What is one of your favorite photography quotes? 
Callahan said it best: "I take the kinds of pictures that I like to look at." 

How have other mediums influenced your work? 
I think our process is informed through all of our life experiences and am therefore grateful that I have actively tried to expose myself to as much life experience as possible which would include viewing other forms of visual art but more importantly experiencing all that life apart from art has to offer. 

What image or set of images that you've taken do you feel is your favorite to look at and why? 
I love my photographs that I have made of my son Dylan because he is my proudest achievement. 

What kinds of things are you looking for in other photographer's work? 
I try to feel the picture. Because I also love process I may dissect it technically, but the great work is deceptively simple. 

Favorite portrait session? 
Mr. Rogers. He was one of the kindest individuals I have known. 

Do you think knowing the inside of a darkroom gives today's photographer an advantage in the digital world? 
Yes, in some ways it has helped me to communicate to my retouchers but in the end the final product can be achieved in many ways. People who do not have a knowledge of the darkroom are not working at a deficit but they are missing a magical world. 

Do you have a favorite quote about lighting? 
Eugene Smith said of lighting: "Available light is any light that's available at the time." I've always loved that quote. 

What advice would you give about editing your own work? 
The best way to see is to pay close attention to the way you are reacting to the world around you. Becoming aware is a life's work. 

What would you say is the most difficult aspect about the profession today as opposed to 20 years ago? 
20 years ago if you threw a rock, you wouldn't hit a photographer. 

Key to success? 
Work hard. Be aware. Be true to your motives. 

What is one of the most important lessons you learned from shooting for major publications like The New York Times? 
Consistency is everything. 

What did you learn from assisting Chris Callis years back? 
I learned a lot from Chris. I had been a photographer for several years when I started with him. I had never been on a big involved shoot. I learned that there was no one way to make a career. The best advice I could give is do what feels right but really be honest with yourself. If you are not, it will only hurt you. 

Have you ever had an unsatisfied client? 
It has happened. Sometimes things don't work and sometimes people have different expectations. Bad shoot days suck. You have to keep pressing on. 

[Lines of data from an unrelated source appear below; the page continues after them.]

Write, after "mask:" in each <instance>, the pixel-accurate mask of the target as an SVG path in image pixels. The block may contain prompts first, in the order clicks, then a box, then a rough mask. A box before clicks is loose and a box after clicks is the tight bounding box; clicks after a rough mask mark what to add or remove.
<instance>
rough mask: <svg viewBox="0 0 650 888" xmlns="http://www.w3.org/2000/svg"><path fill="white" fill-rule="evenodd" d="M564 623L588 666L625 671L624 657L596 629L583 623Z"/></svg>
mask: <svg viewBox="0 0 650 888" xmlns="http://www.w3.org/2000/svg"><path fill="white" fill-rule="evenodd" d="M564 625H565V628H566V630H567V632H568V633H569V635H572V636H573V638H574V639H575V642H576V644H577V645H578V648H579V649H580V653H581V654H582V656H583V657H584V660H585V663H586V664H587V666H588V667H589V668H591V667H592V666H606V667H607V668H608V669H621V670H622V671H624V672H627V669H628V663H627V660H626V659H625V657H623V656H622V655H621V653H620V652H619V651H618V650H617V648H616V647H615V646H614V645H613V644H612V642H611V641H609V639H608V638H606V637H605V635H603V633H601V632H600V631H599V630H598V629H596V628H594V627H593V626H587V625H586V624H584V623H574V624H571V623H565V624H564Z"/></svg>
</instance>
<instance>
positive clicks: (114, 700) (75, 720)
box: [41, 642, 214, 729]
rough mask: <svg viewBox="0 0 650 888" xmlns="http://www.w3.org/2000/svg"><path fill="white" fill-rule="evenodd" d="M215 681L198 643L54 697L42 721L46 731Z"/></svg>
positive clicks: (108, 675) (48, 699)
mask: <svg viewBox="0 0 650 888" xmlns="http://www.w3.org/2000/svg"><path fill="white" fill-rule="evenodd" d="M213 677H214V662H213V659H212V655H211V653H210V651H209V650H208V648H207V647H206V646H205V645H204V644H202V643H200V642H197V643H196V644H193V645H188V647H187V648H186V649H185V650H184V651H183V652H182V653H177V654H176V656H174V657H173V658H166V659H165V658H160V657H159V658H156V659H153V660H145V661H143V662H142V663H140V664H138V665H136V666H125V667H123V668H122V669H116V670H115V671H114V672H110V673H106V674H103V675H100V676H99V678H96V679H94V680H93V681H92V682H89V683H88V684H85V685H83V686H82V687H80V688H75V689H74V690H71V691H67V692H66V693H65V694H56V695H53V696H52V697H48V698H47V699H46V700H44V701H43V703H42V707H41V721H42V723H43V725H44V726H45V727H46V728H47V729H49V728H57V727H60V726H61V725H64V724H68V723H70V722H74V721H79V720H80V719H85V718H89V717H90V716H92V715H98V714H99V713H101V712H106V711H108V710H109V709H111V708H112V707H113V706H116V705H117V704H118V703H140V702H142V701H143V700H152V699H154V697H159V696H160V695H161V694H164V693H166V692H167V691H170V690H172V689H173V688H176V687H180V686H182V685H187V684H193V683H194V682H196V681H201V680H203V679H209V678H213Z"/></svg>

What's one of the biggest misconceptions about being a well known photographer from your point of view? 
That it becomes easier. 

What kinds of things can photographers do to promote themselves more? 
Your best promotion is consistently doing the best work you can. The people that hire you are entrusting you with their money, so it's important to honor that. 

I'm curious about how you set your prices in the beginning. How has that changed over time? 
I don't remember when the tables turned. The rates when I began were set and that's what I worked for. As time passed people offered me more money, which was great. We have over time set our own rates in many cases. It is expensive to maintain a business that can respond consistently at moments notice. People count on our ability to put shoots together quickly and professionally. I have a staff and it costs a lot to have this type of infrastructure. 

What advice would you give to aspiring photographers? 
Keep shooting and be honest with yourself. Consider your motivations. Try to be as clear as possible with yourself as to the reasons you are making photographs. 

What are your top 3 records to spin? 
Anything by Led Zeppelin, Towns Van Zandt, or Brian Eno.